Maurício de Bragança é graduado em História e Cinema, com Mestrado em Comunicação e Doutorado
e Pós-Doutorado em Letras pela Universidade Federal Fluminense. Atualmente é Professor Adjunto
do Departamento de Cinema e Video e do Programa de Pós-Graduação em Comunicação da UFF.


Achincalhado pela crítica e adorado pelo público, o melodrama trabalha com o vulgar transformado num “drama de segunda ordem”, num produto de quinta categoria. Utilizando-se de uma matéria-prima cursi, exagerada, grosseira, o melodrama indica o lugar do popular. Em Manuel Puig, o melodrama está aserviço da desestabilização da dicotomia centro e periferia, problematizando estas relações e superando o que o escritor argentino acreditava ser uma intolerância dos intelectuais de esquerda, distanciados da vivência cotidiana deste popular em nome de quem estes mesmos intelectuais falavam.

A abordagem do melodrama, em última instância, como pretendemos demonstrar neste livro, é uma discussão acerca do lugar de fala do popular - um espaço que está marcado pelo embate entre as sujeitos culturais que negociam seus projetos políticos. Na configuração desta arena literária, aponta-se a atuação de um discurso hegemônico. Entretanto, em todo discurso hegemônico operam-se também resistências. Nosso empenho, ao analisar a literatura de Manuel Puig, foi o de realçar os conflitos em torno das hegemonias e resistências na produção cultural latino-americana, a partir doregistro da linguagem do melodrama.
Pensar o melodrama na América Latina é pensar as diversidades presentes neste continente, em suas correntes regionais ou nacionais, como totalidades contraditórias. A abordagem do melodrama latino-americano deve levar em consideração sua formação histórica a partir dos modelos que geraram as contradições próprias a sua experiência. Nossa pesquisa e análise do melodrama, seja em sua matriz literária, seja em suas reapropriações, sempre estiveram atentas ao fato de que estávamos trabalhando com um objeto cuja matéria primeira era a contradição. Essas contradições foram assumidas por Manuel Puig, ao refletir sobre a cultura latino-americana frente aos discursos hegemônicos centrais, a partir de um modelo problemático de relação marcado pelas imagens emblemáticas de sedução e traição.

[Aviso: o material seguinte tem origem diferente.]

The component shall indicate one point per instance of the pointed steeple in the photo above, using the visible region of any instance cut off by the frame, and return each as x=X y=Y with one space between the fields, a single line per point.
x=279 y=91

O melodrama, na América Latina, veio se inserir num cenário composto pela transculturação, pela heterogeneidade e pelo hibridismo, em zonas intermediárias de alteridades onde eram debatidas questões como o valor estético e a cultura; o sujeito e a representação; o corpo, o erotismo e a performance; a diferença, o poder e o gênero; a história e a teoria; a produção, a circulação e o consumo cultural, articulando de forma problemática os diversos lugares de enunciação. Assim, a literatura de massa, a cultura popular e o predomínio de um determinado conceito mercantil de cultura complicavam ainda mais o já complexo universo de reflexão sobre a América Latina.
Manuel Puig sempre perseguiu estes paradoxos que compunham o cenário do continente a partir de sua experiência argentina. Seu olhar buscava novos horizontes que traduzissem suas angústias ao mesmo tempo em que tentava fugir da feiúra dos pampas, das ausências contidas nesta paisagem, um lugar marcado pela monotonia da paisagem, sem acidentes de relevo, sem a presença do mar. Esta paisagem impelia o escritor argentino a outros cenários.
Numa entrevista a Jorgelina Corbatta, o escritor afirmava a importância dos trópicos em seu trabalho, dizendo que sempre tivera vontade de viver nos trópicos, aos quais encarava como uma espécie de paraíso perdido. Seu percurso literário como escritor de romances começa com as tensões da traição de uma diva do cinema hollywoodiano (La traición de Rita Hayworth, publicado em 1968) e termina, em finais dos anos oitenta, com a imagem sempre perseguida de uma noite tropical (Cae la noche tropical, publicado em 1988). É lá, numa espécie de trópico, que pulsa a vida para os personagens de Manuel Puig. Em sua obra, esse lugar quase imaginário se traduzia em um horizonte mítico, um escape possível da aspereza marcada pela negação e interdição oferecida pelos pampas.
Os trópicos mostravam-se modernos, cosmopolitas, cheios de vida, uma paisagem em technicolor. Assim, Manuel Puig, de uma maneira meio enviesada, meio tortuosa, aproxima-se dos companheiros de sua geração ao afirmar uma literatura cosmopolita, atravessada por imagens que transcendiam o mero cenário da narrativa, que naquele momento podia situar o universo em Macondo, em Comala, no sertão de Guimarães Rosa ou na própria Coronel Vallejos. A superação dos limites regionais na recriação destes universos recompunha uma mitologia latino-americana com ares universais.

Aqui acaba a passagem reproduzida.